Shabbat Shalom, April 23, 2020
Earlier this week I had a thought that has stayed with me. It puts the journey we have been through over the past year, the loss, pain and sometimes trauma we have encountered
in a new light. And it hinges on the concept of liminal moments. A liminal moment is a moment or an encounter that separates life experiences.
We all have such moments in our lives.
Opening the letter accepting me into rabbinic school was a liminal moment. My life was different after opening the letter than it was before.
Standing beneath our chuppah and reciting the words “Harei At… be consecrated to me…” to Raina was a liminal moment. That experience dramatically changed both of our lives.
In fact, if we look at the various rituals that are part of Jewish life, we quickly see that each focuses on a liminal moment in the life of an individual or a family. Our rituals give voice to the power of those moments and then frame them in the context of our people’s history and values. The words and traditions we bring to those moments elevate and sanctify them. As this week’s Torah portion notes, “You shall be holy for I, Adonai Your God am Holy.” We are, as a Jewish community, in the business of sanctifying liminal moments.
We have such moments in our national life as well. They aren’t frequent, but when they happen, they are powerful.
For those a bit older than me, the assassination of John F. Kennedy was a liminal moment. It changed the country.
And for all of us born prior to 2001, the attacks of 9/11 were a liminal moment, as well. Those attacks changed our country and our world.

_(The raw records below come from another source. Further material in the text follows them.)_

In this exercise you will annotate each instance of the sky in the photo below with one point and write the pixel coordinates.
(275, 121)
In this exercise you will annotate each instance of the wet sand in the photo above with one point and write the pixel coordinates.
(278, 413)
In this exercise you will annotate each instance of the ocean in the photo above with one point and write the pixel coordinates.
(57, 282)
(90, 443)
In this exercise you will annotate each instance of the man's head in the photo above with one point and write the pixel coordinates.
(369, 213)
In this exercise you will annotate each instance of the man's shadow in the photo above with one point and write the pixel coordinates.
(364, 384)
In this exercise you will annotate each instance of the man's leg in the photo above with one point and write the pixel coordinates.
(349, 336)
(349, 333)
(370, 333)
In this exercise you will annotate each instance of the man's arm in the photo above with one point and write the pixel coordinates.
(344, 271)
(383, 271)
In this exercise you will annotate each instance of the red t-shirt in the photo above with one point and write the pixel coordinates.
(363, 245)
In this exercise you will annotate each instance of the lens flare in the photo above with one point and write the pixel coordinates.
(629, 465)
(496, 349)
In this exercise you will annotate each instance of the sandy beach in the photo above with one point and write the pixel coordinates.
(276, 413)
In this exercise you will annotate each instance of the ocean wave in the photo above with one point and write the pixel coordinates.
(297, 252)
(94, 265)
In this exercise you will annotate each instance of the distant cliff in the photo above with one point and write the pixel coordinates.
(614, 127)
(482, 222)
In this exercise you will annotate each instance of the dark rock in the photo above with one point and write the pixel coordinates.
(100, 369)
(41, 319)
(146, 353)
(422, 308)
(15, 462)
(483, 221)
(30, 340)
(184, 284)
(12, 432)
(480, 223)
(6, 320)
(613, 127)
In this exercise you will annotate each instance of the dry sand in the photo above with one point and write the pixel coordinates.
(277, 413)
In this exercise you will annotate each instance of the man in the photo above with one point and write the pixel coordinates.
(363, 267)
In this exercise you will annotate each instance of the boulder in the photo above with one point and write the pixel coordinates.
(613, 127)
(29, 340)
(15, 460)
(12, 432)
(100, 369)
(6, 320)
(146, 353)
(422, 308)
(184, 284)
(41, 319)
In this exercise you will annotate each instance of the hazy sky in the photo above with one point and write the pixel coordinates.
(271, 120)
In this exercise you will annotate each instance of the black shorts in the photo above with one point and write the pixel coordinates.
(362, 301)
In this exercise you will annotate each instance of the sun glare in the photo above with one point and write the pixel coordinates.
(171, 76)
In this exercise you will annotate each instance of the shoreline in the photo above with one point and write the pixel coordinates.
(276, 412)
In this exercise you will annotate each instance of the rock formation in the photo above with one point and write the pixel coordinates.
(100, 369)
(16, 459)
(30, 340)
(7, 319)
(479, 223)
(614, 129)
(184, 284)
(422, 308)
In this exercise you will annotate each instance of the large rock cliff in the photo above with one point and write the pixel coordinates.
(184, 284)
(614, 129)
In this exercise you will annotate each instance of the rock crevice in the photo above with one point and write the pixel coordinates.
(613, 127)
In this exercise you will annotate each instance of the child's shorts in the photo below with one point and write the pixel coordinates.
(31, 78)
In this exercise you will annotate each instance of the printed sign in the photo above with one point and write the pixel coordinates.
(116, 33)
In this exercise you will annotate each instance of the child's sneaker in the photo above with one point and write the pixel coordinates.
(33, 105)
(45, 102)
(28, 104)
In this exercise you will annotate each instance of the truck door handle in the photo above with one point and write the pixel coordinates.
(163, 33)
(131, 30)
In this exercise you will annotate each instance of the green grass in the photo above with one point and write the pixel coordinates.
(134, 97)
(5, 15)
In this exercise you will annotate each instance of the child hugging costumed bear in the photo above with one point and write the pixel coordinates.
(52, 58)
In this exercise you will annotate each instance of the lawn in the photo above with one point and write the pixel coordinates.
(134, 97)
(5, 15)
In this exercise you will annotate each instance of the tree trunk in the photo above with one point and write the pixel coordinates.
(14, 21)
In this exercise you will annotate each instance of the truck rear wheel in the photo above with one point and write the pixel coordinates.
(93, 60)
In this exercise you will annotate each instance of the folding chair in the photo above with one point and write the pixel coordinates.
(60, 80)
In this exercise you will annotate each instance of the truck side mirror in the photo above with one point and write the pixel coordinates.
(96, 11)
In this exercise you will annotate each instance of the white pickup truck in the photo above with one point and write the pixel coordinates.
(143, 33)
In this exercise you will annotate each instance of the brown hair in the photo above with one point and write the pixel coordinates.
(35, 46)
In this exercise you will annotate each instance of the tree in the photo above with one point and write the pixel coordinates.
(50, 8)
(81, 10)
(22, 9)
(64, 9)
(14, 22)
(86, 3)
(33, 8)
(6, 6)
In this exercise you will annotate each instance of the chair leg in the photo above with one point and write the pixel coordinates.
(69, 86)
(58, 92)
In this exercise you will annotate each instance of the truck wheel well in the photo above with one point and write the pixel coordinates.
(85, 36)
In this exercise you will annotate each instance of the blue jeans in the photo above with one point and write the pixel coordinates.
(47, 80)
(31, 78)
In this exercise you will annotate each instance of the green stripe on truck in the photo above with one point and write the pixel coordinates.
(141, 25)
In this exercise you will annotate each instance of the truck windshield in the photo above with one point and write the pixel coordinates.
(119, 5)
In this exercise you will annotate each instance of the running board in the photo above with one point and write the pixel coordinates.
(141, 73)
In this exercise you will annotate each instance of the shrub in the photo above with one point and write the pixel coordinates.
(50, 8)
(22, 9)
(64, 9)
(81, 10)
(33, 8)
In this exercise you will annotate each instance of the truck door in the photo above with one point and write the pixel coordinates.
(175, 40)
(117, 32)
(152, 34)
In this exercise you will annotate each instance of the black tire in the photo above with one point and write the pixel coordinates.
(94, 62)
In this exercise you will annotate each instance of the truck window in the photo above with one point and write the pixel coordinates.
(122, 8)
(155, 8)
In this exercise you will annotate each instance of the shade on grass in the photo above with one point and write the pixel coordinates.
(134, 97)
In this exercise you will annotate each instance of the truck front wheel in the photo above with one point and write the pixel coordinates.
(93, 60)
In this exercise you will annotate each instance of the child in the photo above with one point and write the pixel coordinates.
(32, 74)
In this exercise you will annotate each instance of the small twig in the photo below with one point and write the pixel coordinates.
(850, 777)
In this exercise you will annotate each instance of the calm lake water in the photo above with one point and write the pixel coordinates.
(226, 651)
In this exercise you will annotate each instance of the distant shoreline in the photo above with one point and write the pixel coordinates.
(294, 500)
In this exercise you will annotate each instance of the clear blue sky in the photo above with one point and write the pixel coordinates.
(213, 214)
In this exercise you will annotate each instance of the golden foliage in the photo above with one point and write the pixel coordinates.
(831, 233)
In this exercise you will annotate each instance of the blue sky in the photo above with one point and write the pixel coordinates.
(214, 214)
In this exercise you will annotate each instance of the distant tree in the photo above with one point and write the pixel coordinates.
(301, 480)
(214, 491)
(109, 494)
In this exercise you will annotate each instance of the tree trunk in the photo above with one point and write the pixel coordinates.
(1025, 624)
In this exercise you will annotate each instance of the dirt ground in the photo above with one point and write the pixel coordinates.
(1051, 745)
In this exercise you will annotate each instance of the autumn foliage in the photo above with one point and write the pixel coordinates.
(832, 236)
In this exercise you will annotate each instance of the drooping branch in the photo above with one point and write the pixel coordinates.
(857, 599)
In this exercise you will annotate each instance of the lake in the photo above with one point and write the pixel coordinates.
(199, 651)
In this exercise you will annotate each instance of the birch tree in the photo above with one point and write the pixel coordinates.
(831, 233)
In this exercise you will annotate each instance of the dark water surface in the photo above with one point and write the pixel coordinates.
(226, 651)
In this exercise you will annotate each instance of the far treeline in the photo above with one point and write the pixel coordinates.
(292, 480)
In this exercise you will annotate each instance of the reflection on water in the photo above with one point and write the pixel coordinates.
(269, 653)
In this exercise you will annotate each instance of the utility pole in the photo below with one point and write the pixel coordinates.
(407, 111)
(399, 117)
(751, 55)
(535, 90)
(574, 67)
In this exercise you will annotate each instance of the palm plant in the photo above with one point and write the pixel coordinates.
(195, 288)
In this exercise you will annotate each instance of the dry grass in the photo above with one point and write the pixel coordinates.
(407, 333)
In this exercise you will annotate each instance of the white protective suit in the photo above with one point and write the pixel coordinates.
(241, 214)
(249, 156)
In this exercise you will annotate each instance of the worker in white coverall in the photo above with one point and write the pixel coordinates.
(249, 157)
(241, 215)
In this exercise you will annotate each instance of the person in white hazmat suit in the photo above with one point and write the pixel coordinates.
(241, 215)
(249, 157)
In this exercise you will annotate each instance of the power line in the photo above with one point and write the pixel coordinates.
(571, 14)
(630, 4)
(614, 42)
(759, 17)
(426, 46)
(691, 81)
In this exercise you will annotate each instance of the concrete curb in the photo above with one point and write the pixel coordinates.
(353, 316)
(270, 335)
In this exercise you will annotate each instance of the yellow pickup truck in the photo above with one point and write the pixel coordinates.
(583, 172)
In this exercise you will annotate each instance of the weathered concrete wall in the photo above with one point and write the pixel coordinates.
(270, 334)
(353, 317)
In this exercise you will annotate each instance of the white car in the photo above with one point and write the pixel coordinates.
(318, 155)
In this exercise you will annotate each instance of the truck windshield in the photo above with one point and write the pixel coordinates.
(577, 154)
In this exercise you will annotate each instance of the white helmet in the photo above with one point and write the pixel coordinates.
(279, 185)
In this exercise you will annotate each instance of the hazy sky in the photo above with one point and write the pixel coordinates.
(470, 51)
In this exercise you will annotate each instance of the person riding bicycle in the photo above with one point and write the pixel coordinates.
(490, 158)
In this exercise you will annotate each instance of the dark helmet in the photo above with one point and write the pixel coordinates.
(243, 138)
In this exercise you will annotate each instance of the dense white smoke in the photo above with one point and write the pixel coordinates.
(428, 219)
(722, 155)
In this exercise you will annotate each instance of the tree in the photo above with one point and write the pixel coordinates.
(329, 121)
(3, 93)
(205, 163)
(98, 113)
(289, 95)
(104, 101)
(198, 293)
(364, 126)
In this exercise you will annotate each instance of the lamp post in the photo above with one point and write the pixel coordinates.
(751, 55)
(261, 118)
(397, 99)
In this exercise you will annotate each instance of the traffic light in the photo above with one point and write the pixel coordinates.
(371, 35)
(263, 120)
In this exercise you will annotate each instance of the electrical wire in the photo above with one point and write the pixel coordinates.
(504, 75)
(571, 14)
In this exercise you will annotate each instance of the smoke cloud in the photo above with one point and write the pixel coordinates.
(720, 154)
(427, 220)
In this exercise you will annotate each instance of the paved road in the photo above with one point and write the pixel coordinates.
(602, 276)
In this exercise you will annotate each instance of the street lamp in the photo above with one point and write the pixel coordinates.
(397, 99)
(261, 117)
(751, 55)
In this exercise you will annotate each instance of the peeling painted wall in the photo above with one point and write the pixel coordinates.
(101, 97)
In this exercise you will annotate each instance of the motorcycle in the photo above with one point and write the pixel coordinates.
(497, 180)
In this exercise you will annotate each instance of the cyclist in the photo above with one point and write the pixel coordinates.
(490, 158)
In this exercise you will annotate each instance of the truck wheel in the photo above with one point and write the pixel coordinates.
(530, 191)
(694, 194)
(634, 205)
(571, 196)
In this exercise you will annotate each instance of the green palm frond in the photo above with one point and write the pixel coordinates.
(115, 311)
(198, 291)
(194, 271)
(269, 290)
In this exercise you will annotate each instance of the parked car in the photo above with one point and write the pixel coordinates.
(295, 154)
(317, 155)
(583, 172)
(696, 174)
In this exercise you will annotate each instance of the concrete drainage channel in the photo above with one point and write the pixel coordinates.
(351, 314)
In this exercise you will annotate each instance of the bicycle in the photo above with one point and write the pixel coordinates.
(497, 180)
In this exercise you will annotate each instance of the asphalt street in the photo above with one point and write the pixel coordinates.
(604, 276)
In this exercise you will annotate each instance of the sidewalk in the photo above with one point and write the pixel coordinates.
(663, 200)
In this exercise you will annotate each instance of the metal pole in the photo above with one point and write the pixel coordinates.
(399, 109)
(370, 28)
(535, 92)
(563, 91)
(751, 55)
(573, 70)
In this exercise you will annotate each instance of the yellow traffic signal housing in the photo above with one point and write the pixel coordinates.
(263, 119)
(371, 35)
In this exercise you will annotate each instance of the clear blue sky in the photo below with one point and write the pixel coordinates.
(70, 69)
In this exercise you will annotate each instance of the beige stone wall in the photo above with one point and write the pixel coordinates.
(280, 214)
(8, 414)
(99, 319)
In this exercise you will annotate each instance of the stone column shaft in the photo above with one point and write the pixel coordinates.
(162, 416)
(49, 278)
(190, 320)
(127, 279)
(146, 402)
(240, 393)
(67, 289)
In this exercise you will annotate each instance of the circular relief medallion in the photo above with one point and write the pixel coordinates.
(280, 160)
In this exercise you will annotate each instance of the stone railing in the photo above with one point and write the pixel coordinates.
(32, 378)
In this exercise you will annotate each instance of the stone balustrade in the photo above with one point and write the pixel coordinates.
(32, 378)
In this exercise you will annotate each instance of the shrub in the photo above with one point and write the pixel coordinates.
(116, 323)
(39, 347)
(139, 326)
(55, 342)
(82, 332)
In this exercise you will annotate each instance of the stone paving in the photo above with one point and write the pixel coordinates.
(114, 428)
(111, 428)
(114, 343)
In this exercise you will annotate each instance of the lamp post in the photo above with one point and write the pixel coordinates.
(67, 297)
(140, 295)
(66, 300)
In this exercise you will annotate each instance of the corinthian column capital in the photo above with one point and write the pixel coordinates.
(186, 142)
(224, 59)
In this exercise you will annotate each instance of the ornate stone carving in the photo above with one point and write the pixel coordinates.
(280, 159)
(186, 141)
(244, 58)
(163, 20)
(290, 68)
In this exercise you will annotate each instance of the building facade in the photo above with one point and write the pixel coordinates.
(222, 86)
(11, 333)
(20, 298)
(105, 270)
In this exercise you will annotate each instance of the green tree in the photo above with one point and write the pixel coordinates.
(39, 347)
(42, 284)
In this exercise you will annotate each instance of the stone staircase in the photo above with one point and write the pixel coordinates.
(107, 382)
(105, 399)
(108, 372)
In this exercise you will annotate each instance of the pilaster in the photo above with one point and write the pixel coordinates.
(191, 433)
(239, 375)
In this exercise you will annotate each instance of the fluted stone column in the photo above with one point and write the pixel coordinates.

But here is the thing. Most of the time, liminal moments are infrequent. That’s a good thing since liminal moments, whether positive or negative, create upheaval and uncertainty. They break old norms and force us to reinvent ourselves, or at least evolve, as individuals or as a nation. We need time for things to settle after a period of rapid upheaval and transition.
So what do we do when those liminal moments happen one after the other in rapid succession? How do we deal with the upheaval of such change? And how do we do everything possible to make sure that whatever changes occur advance our values and our commitment to equity and justice?
That is not a hypothetical question. Because I realized this week that, as a nation, we have encountered one liminal moment after the other over the course of the past year.
Regardless of where we sit on the political spectrum, the November election was a liminal moment. That election represented a crossroad for our country and either outcome would have transformed our nation.
The Capitol insurrection on January 6th was a liminal moment, as well. We watched it unfold before our eyes and, whether we’re conscious of it or not, we all knew that the events of that afternoon would change our nation.
And the verdict in the trial of Dereck Chauvin is yet another liminal moment. When that verdict was read our country changed. Finally, thanks to the bravery of a seventeen-year-old who captured the murder on her cellphone and shared it with the world, a white officer was convicted of murdering a black, unarmed civilian. And many of us who do not personally know the experience of being a person of color in this country were offered a window into how the systemic racism baked into the fabric of our nation impacts our fellow citizens.
At a gathering on the steps of the Maplewood Town Hall on Wednesday afternoon my colleague Reverend Valencia Norman captured the challenge and the call of this moment. She said,
“Justice was not the prevailing force yesterday. Justice begins with just actions. It starts at each and every interaction that we have. When I see you and I recognize you and I respect you as my brother, as my sister: that is where justice begins. So what we’re doing today is continuing to give support to those fibers of justice. We do it for this generation so that our next generation is not working on this problem.”
The jury found Dereck Chauvin guilty on all three counts. He is being called to account for his actions. But the murder of George Floyd is a moral challenge to us all. With the verdict on Tuesday, we were invited to the other side of this liminal moment. The question is, what are we going to do with it?